Quelqu'un qui se livre est quelqu'un qui devient aimable. Avec ce qu'on
a dit en trop on s'arrangera toujours par contre avec ce qu'on a pas dit,
là on commence à crever. Quand quelqu'un dit une chose y
a immédiatement la synthèse entre la chose entendue et ce
que ça a donné envie de dire d'autre, alors ça fonctionne
comme ça.
- De public ?
JS - C'est un public qui à l'origine n'est pas réputé
avoir de la facilité pour le discours, pour l'écrit mais
qui a quelque chose... par exemple dans les cités, je sais qu'il
y a un langage qui est terriblement, enfin pour moi très beau,
en tout cas qui est terriblement typique, qui est typé et moi je
m'intéresse à cette façon de s'approprier le langage
avec tout ce que ça charrie évidement, la façon de
dire va avec la chose à dire. Quand on dit d'une certaine façon
on dit certaines choses, voilà, y a des échelles de valeurs
qui sont pas celles réputées, pas celles officiellement
rapportées par la télé, qui nous uniforme un peu
tout. Je sais que j'ai appris énormément là dessus,
en Seine St Denis et aussi en milieu carcéral. Voilà, c'est
un public qui n'est pas tellement représenté dans la pensée
en France et qui manque au départ, voilà, mon choix de public
se porte vers ça, vers des voix qui nous manquent.

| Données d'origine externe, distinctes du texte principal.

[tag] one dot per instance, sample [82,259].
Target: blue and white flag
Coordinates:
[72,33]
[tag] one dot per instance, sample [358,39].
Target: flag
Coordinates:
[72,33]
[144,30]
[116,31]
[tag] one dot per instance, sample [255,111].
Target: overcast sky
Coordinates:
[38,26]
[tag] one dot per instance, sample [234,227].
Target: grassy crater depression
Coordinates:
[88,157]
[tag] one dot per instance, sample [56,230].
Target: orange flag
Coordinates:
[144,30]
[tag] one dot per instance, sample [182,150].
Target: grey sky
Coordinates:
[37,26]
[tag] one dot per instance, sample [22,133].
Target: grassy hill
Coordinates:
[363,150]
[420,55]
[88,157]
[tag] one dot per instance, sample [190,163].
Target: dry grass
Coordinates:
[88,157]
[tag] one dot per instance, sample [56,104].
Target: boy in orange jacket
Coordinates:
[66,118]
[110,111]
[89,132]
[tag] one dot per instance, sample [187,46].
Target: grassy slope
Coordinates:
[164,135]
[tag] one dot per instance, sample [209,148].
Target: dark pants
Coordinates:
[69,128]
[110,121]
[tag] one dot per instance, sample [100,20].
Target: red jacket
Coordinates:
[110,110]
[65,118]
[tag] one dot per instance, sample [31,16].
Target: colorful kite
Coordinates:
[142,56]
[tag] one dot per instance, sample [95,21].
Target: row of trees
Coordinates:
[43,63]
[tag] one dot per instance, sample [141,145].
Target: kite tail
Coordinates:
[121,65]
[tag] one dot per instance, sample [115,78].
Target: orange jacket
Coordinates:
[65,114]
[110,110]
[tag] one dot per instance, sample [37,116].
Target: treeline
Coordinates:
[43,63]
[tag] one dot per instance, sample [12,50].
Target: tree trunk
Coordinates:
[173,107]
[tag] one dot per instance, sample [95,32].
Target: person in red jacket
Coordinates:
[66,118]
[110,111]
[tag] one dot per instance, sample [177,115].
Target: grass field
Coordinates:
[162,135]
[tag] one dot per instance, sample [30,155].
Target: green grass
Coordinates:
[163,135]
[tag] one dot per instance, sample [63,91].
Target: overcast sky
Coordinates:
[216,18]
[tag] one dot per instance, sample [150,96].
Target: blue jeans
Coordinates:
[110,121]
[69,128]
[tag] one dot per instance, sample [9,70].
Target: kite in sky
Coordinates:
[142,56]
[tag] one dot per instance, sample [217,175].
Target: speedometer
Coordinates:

- Où se déroulent les ateliers ? Dans quels
lieux ?
JS - ça aussi j'y ai à peu près répondu. C'est
des lieux avant tout (dé ? )favorisés, mais le lieu même
de l'écriture y faut que ce soit un lieu, peu importe mais enfin
j'aime bien que ce soit un coin parce que certaines qualités de
gestes et de mots vont avoir lieu dans un certain lieu, il faut d'abord
qu'il y ait un lieu pour que certaines qualités de choses aient
lieu. Voilà, qu'on s'approprie cet endroit.

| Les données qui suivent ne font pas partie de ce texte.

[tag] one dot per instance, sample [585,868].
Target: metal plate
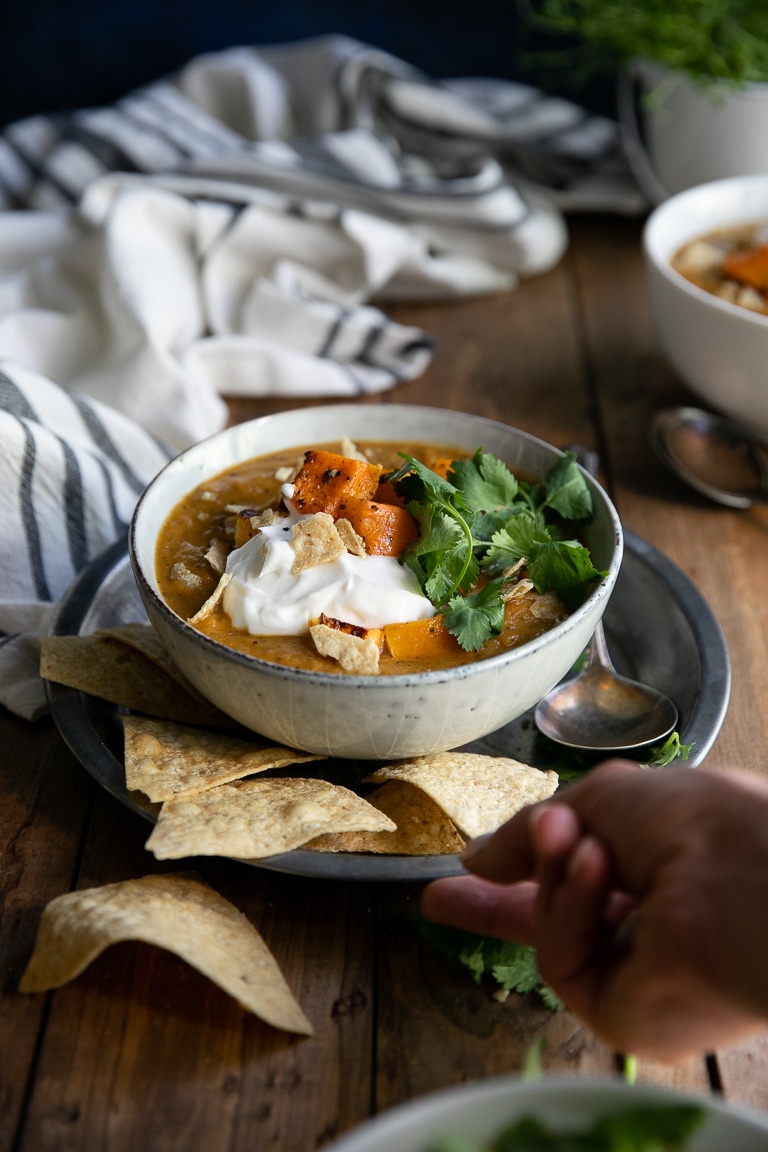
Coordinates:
[660,630]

- Est-ce qu'un écrivain apporte quelque chose
de plus à l'atelier par rapport à un simple animateur ?
JS - Bien évidemment ! C'est comme si on demandait est-ce
qu'un maître nageur apporte quelque chose de plus pour nager. Evidemment,
y faut savoir de quoi on parle, c'est un minimum, il faut avoir une expérience
de l'écriture de l'intérieur, y faut s'être frotté
à l'écriture pendant, tous les jours, tous les jours pendant
des années pour savoir quels sont ses détours, pour savoir
quels sont les pièges qu'elle peut tendre, les petits trucs qui
font que ça déclenche une envie d'aller plus loin, y a des
petits trucs qui font qu'une petite barrière cède et qu'on
peut aller encore plus loin, des petits trucs que j'ai d'abord exercé
sur moi, souvent par accident, et j'ai pu vérifier que ça
marchait avec tout le monde, donc voilà, j'emploie ces petits trucs.

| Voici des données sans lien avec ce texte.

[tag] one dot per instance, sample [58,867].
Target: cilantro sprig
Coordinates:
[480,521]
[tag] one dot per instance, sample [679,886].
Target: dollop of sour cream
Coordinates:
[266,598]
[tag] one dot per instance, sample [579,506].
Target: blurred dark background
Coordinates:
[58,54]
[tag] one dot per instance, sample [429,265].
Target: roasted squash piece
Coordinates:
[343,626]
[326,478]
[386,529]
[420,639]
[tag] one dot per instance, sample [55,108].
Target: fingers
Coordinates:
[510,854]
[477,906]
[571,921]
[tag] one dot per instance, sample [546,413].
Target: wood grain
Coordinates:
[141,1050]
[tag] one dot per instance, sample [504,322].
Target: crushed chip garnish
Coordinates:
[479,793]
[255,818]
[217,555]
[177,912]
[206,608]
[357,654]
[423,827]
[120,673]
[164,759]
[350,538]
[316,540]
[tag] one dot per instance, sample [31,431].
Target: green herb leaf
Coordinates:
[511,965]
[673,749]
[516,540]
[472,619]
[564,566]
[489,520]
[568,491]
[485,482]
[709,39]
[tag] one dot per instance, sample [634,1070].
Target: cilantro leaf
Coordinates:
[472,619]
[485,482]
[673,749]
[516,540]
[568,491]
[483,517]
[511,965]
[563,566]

Il faut avoir absolument, une longue, longue, longue et têtue pratique
de l'écriture pour, et puis pour avoir le recul aussi, devant un
texte pour pouvoir immédiatement sentir où y a des qualités,
où y a une vraie personnalité, où c'est fertile et
puis aussi où ça c'est facile, ça c'est pas la peine,
on le sent tout de suite, y a un recul. Il faut pouvoir dire à
l'autre, là c'est toi, là c'est vraiment quelque chose qui
est revenu trois fois, tu tournes autour de quelque chose et ce recul
on ne peut l'avoir qu'après une longue pratique de l'écriture.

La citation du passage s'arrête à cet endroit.